Radny stanie przed sądem

Radny gminy Niegowa, Andrzej G., złożył oświadczenie lustracyjne, w którym nie tylko skłamał, ale i zamiast podpisać ten dokument własnoręcznie, dał go do podpisu swojej żonie. Prokuratura skierowała akt oskarżenia do sądu.

Podstawą wszczęcia postępowania było zawiadomienie o podejrzeniu popełnienia przestępstwa, które do Prokuratury Rejonowej w Myszkowie skierował Instytut Pamięci Narodowej.

W toku dochodzenia ustalono, że w lipcu 2014 roku Sąd Okręgowy w Gliwicach, na wniosek Instytutu Pamięci Narodowej, wszczął postępowanie lustracyjne wobec jednego z radnych Gminy Niegowa.
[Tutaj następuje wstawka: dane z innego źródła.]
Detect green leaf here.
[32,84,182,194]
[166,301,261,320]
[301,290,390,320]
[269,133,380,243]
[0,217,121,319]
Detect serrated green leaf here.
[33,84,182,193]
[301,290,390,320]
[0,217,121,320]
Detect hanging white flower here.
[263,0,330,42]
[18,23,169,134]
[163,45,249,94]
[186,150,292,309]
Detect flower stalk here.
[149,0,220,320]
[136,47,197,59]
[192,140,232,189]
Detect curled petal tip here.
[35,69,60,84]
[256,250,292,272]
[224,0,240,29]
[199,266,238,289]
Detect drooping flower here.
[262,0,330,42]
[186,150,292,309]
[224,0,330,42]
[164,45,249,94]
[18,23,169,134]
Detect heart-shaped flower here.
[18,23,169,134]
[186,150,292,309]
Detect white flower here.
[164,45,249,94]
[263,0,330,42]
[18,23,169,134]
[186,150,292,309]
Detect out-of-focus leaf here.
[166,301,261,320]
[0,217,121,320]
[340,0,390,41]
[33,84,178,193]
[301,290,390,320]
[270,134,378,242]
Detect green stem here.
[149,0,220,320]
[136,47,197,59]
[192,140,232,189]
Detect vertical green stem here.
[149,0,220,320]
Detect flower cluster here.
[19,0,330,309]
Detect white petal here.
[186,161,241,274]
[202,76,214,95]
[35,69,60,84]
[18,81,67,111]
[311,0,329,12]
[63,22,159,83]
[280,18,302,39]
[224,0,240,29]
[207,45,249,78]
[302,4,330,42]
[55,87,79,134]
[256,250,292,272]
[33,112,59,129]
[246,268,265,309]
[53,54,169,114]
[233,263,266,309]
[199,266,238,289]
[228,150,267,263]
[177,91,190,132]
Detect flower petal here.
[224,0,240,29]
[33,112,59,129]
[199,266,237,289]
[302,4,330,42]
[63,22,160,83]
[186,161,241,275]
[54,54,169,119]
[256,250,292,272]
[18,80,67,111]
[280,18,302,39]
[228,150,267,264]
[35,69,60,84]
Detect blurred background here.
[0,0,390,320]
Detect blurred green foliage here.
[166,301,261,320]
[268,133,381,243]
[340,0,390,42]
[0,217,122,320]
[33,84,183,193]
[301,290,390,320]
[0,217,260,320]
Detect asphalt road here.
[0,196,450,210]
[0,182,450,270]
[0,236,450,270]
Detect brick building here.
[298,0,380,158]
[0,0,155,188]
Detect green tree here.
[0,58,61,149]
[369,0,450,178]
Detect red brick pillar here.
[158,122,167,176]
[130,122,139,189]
Postępowanie to zakończyło się w maju 2015 roku wydaniem orzeczenia stwierdzającego, że radny w lutym 2008 roku złożył niezgodne z prawdą oświadczenie lustracyjne. – W oświadczeniu tym radny zaprzeczył, że współpracował z organami bezpieczeństwa państwa w latach 1940-1990. Ponadto sąd orzekł wobec lustrowanego utratę prawa wybieralności w wyborach do Sejmu, Senatu, Parlamentu Europejskiego i organach samorządu terytorialnego oraz zakaz pełnienia funkcji publicznych na okres 4 lat – mówi prokurator Tomasz Ozimek, rzecznik Prokuratury Okręgowej w Częstochowie.

W postępowaniu odwoławczym przed Sądem Apelacyjnym w Katowicach uzyskano opinię biegłego z zakresu pisma ręcznego, z której wynikało, że oświadczenie lustracyjne nie zostało podpisane przez radnego. W związku z tym sąd umorzył postępowanie lustracyjne wobec radnego, uzasadniając, że brak podpisu lustrowanego pod oświadczeniem wyklucza możliwość weryfikacji prawdziwości oświadczenia lustracyjnego.

Na podstawie uzyskanej przez prokuratora opinii biegłego z zakresu pisma ręcznego stwierdzono, że podpis pod kwestionowanym oświadczeniem lustracyjnym został sporządzony przez żonę radnego.

– Uwzględniając opisane ustalenia, w toku dochodzenia przedstawiono radnemu zarzut posłużenia się sfałszowanym dokumentem w postaci oświadczenia lustracyjnego, a jego żonie zarzut podrobienia oświadczenia lustracyjnego – dodaje.

Przesłuchany w charakterze podejrzanego radny nie przyznał się do zarzucanego mu przestępstwa i wyjaśnił, że osobiście wypełnił oświadczenie lustracyjne i nie posiada wiedzy, czy oświadczenie zostało podmienione. Jednocześnie zasłaniając się niepamięcią, nie odpowiedział na pytanie, czy był współpracownikiem organów bezpieczeństwa PRL. Natomiast żona radnego przyznała się do zarzucanego jej przestępstwa i wyjaśniła, że sporządziła oświadczenie lustracyjne męża, nie wiedząc, iż zostanie gdziekolwiek przedłożone.

Zarzucane oskarżonym przestępstwo jest zagrożone karą pozbawienia wolności od 3 miesięcy do 5 lat.